I have a Lenovo 80Q0001NUS laptop that uses a 128 GB SSD and a 1 TB HDD. Both drives now use GPT, and I need to use both Windows and Linux (OpenSUSE) via dual boot. I have my drives partitioned in this way (most names are not the same as my partition or label names but are used to make this question useable for as many different users as possible):
SSD
/dev/sda1 BOOT ESP (FAT32)
/dev/sda2 Windows C (NTFS)
/dev/sda3 Linux Distro Root (BTRFS)
/dev/sda4 Linux Swap (Swap)HDD
/dev/sdb1 NTFS Storage (Partition for Windows) (NTFS)
/dev/sdb2 EXT4 Storage (Partition for Windows with Ext2Fsd and Linux) (EXT4)
/dev/sdb3 BTRFS Storage (Partition for Linux) (BTRFS)
I use:
- sda2 as my Windows C Drive,
- sda3 for my Linux Root stuff;
- sdb1 for anything for Windows that will take too much room on my C drive (which is 50-80 GB depending on how I have my partitions setup at the time);
- sdb2 as my storage for my pictures, videos, Linux software, music, isos, and other files that I need to share between operating systems as well as to be stored under a more personally preferred filesystem format (my most preferred is
btrfs
because of its features and potential as a Linux standard replacement for ext4); - sdb3 for the rest of my Linux stuff that will use too much space on my SSD partition for Linux.

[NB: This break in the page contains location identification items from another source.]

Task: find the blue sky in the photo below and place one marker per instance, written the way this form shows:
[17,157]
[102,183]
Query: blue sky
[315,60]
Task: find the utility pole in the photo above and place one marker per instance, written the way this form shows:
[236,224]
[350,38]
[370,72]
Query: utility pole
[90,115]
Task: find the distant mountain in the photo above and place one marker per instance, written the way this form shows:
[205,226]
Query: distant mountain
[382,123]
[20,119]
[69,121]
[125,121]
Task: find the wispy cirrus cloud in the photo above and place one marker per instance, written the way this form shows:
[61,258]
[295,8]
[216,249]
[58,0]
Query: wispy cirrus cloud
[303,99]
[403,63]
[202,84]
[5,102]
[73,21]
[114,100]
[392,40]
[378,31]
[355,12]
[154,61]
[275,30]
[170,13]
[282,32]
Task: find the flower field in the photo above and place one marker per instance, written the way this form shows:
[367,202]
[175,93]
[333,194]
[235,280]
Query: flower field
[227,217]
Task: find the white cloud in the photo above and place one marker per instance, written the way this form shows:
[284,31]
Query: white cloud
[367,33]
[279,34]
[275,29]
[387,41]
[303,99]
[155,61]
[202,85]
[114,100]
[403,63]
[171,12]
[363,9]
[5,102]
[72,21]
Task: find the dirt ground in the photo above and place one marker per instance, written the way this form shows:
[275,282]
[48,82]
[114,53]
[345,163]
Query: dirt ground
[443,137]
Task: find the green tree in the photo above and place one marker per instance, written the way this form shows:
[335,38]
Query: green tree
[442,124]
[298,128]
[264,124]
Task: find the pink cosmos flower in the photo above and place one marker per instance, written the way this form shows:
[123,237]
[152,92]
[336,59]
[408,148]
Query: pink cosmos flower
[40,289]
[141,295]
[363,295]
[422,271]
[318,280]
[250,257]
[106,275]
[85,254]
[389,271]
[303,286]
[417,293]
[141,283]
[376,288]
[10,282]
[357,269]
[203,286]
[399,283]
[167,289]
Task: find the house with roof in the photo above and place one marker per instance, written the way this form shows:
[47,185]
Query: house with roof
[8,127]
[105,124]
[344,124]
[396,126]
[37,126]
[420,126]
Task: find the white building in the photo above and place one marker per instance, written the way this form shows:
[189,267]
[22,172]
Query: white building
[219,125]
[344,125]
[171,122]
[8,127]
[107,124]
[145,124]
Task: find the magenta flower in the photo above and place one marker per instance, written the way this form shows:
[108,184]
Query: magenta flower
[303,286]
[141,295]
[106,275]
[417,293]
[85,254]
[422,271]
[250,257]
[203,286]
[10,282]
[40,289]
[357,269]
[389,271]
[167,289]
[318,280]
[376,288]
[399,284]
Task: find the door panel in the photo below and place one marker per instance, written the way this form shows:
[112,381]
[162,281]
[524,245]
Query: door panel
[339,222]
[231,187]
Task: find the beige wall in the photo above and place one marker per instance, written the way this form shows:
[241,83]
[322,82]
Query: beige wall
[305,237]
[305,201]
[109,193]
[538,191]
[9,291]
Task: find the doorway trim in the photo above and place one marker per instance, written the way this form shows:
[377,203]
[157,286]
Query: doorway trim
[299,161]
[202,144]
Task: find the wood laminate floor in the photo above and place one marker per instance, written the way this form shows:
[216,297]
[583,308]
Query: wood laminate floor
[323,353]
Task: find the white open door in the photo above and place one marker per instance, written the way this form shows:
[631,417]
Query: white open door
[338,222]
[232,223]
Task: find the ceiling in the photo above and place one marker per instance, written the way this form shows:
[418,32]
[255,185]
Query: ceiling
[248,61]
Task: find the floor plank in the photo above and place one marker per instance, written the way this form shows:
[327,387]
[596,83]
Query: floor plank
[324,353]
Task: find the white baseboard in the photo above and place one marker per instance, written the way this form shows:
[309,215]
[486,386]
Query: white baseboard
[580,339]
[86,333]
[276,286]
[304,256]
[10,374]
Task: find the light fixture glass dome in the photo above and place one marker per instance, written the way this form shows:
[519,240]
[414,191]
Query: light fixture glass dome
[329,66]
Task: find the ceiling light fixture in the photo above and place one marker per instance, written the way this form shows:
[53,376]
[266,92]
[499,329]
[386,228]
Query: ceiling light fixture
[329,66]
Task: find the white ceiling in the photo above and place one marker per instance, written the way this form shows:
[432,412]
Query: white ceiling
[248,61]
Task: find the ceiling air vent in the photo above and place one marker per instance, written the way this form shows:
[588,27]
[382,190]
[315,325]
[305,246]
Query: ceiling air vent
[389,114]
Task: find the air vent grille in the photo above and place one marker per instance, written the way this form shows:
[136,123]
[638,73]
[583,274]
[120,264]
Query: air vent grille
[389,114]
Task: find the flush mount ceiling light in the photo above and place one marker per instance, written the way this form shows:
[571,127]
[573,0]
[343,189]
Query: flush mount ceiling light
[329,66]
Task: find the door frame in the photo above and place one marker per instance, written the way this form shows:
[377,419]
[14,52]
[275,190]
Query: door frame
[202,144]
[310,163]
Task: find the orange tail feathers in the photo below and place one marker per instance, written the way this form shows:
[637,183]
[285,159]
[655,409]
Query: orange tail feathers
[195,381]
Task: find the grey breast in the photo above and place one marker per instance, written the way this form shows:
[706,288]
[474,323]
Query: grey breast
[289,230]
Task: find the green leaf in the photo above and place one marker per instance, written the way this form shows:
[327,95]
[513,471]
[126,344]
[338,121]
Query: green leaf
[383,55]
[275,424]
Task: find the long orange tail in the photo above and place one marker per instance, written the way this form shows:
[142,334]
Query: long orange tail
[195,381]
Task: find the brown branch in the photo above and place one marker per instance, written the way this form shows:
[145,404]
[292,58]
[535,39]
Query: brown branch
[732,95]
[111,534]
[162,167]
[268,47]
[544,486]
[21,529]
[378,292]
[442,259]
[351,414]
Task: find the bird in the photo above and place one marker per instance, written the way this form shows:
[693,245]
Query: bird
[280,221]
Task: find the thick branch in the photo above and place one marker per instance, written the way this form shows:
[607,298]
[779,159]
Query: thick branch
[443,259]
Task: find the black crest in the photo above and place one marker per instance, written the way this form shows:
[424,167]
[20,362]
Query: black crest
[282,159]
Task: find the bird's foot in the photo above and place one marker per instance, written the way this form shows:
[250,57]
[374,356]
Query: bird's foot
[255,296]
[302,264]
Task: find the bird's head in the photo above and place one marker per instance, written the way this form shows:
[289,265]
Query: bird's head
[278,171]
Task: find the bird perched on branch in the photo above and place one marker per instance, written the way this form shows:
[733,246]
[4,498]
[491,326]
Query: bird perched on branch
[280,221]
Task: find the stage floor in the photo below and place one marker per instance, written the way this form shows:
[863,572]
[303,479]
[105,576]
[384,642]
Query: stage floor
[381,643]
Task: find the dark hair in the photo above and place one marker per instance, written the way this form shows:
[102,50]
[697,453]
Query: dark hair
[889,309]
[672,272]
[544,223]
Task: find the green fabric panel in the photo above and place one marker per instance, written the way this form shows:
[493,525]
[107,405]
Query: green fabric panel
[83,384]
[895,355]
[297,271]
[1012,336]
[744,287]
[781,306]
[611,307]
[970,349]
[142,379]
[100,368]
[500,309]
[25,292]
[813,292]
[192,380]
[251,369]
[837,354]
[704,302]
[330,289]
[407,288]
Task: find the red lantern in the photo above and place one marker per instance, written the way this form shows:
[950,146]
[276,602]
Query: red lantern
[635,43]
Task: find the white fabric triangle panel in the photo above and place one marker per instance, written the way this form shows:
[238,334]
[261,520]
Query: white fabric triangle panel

I am hoping to be able to install OpenSUSE in a way where I have:
- folders like /lib, /lib64, /usr, /opt, /home, /etc, etc. installed on the hard drive partition
- and anything else installed on the SSD partition.
However,
- I am not trying to say I surely want all of the mentioned directories and everything in them on the hard drive partition.
- Plus, I don't want to make my sdb3 partition dedicated for just /home or just /usr/local (or any other mountpoint directory already given as choices).
- I want sda3 to hold all of the "base stuff" for OpenSUSE.
- If I install many libraries, packages, etc., they won't all fit in the SSD partition. I need most of my software, libraries/packages, etc. to be installed on the much larger partition sdb3. That way, OpenSUSE will still receive some benefit from my SSD's performance.
Is there a way to configure the OpenSUSE installation so that it will install the "base stuff" on the ssd and then create the library, package, and home directories on the hard drive partition for the additional software I download and install? If possible, please give me the answer that will work for most Linux distributions so that this question can be used as a reference for those distros as well.